Jennifer Archer lives next door. Archer said she heard a commotion around midnight after she came home from work at McDonald's.

"I heard a woman screaming, 'My baby, my baby got bit in the head,' " Archer said. "I called 911 and I saw a woman in the house call 911. I can see from my home into theirs."

Alanna Matavao, who lives on Kakaiapola Street, said she woke up to hear a lot of screaming coming from the home.

"I don't know the family," Matavao said. "I saw the baby and the lady in the ambulance. We don't pay attention to the house. We only hear the baby crying and some toddlers once in awhile."
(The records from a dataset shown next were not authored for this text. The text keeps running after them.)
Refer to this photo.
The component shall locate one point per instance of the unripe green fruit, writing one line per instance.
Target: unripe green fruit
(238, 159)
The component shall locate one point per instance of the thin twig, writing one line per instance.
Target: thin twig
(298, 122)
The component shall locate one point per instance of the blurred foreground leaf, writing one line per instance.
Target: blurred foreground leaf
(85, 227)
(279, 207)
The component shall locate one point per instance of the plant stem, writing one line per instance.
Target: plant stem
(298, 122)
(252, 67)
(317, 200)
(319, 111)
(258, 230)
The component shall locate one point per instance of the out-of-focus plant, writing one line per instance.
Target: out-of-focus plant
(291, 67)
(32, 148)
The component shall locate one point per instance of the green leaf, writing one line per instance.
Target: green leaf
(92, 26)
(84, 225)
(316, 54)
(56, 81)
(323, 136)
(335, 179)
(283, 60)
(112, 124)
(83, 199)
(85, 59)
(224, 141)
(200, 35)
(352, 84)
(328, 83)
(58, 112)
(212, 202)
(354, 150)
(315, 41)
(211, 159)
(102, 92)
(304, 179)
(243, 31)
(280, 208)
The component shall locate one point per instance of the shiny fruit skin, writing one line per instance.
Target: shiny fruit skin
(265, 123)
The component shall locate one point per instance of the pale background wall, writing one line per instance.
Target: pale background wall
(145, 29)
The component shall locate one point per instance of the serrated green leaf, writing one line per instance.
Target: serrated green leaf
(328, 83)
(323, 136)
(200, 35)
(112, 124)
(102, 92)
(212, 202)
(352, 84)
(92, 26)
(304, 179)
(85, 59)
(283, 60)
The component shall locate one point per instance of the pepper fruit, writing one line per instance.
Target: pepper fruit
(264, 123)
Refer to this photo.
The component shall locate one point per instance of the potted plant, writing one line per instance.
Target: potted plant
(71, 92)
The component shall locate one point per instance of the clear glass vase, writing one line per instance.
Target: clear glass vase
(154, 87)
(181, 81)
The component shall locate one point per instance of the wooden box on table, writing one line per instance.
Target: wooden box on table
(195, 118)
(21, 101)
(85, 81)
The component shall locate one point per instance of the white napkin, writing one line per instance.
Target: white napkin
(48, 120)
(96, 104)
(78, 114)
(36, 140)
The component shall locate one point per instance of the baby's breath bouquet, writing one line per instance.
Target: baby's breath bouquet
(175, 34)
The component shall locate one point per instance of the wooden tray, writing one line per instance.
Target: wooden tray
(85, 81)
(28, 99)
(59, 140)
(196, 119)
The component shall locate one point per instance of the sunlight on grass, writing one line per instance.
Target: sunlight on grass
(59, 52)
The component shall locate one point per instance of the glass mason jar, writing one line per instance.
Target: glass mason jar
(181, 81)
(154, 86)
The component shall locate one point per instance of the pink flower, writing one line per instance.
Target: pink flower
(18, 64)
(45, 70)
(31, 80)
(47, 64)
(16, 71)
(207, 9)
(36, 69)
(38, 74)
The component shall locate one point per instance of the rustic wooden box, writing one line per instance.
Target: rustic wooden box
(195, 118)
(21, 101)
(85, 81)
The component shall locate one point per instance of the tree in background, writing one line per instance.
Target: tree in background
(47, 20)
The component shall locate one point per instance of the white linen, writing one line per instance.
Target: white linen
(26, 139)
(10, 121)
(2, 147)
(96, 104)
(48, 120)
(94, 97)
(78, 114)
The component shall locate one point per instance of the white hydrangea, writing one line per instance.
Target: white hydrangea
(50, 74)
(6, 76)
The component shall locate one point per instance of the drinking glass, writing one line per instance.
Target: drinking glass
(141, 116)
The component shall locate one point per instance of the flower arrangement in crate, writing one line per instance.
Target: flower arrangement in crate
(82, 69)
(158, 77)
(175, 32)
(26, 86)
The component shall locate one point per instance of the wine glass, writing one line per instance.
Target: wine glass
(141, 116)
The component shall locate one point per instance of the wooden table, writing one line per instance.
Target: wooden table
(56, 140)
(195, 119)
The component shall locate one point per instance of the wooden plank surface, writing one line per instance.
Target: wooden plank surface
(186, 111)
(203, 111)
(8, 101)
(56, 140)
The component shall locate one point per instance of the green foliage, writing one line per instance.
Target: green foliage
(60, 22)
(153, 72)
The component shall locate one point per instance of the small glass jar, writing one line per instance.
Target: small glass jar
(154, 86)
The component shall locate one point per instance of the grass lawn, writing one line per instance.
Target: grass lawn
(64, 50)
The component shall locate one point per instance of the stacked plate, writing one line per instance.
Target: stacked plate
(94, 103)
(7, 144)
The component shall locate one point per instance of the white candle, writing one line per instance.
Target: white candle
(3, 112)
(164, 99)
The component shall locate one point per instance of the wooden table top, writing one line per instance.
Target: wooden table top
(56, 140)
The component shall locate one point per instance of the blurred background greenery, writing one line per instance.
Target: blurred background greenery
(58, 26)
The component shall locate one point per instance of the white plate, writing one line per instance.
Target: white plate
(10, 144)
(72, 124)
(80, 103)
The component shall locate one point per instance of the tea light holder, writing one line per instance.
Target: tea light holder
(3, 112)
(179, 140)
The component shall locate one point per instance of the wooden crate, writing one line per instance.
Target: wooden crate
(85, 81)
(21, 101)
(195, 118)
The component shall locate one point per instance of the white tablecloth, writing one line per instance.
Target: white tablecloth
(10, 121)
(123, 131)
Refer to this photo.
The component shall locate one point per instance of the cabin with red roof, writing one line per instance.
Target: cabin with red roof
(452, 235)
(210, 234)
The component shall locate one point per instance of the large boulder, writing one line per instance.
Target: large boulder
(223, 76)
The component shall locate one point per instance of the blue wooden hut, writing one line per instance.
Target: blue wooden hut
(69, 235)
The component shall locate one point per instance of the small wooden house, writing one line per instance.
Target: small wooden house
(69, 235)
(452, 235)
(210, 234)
Neighbors said the dog, a black mixed breed they described as a pit bull, barked a lot when someone walked by the house. Archer said there were four dogs living in a kennel in the rear of the property.

Until a month ago the black dog lived in a tarp-covered chain link fence kennel in the backyard with the others, said neighbor Bob Vidinha, who lives behind the family.

Vidinha said every time he goes into his yard to water his plants, the dogs bark and jump at the cage.

"The dog was in the kennel 90 percent of the time, except for the past month, and then he was in the yard," Vidinha said.

A woman, who didn't want to be identified, came out of the house yesterday afternoon and would not comment about the death. She said: "Everyone is traumatized. It's just too sensitive."

A neighbor across the street, who identified herself as Roberta, said the dog would bark when she went to her car parked across the street.

"I wouldn't trust that dog. He'd growl at me," she said. "If you raise a pit bull correctly, they can be good dogs. They get a bad rap."

The city's dangerous-dog law provides for jail time and fines if a dog owner's animal inflicts bodily harm. Last year a Kahala dog owner was sentenced to six months' probation and community service after her rottweiler attacked two children, ages 2 and 4, in separate incidents on Kahala Beach.

In 2004 the Maui Humane Society impounded a pit bull that mauled a woman and tore off most of her scalp.

Yim said no one at the Humane Society could remember a dog attack like yesterday's.

The Humane Society issued 23 warning notices to dog owners and 22 citations that required the owners to appear in court for violations to the city's dangerous-dog law, Yim said.

"This is the first time on O'ahu as far as I can remember where a dog killed someone," Yim said. "Most of the time it's just dog bites. This is just awful. I feel for the family."

The Humane Society is working with police. No decision has been made on what to do with the dog.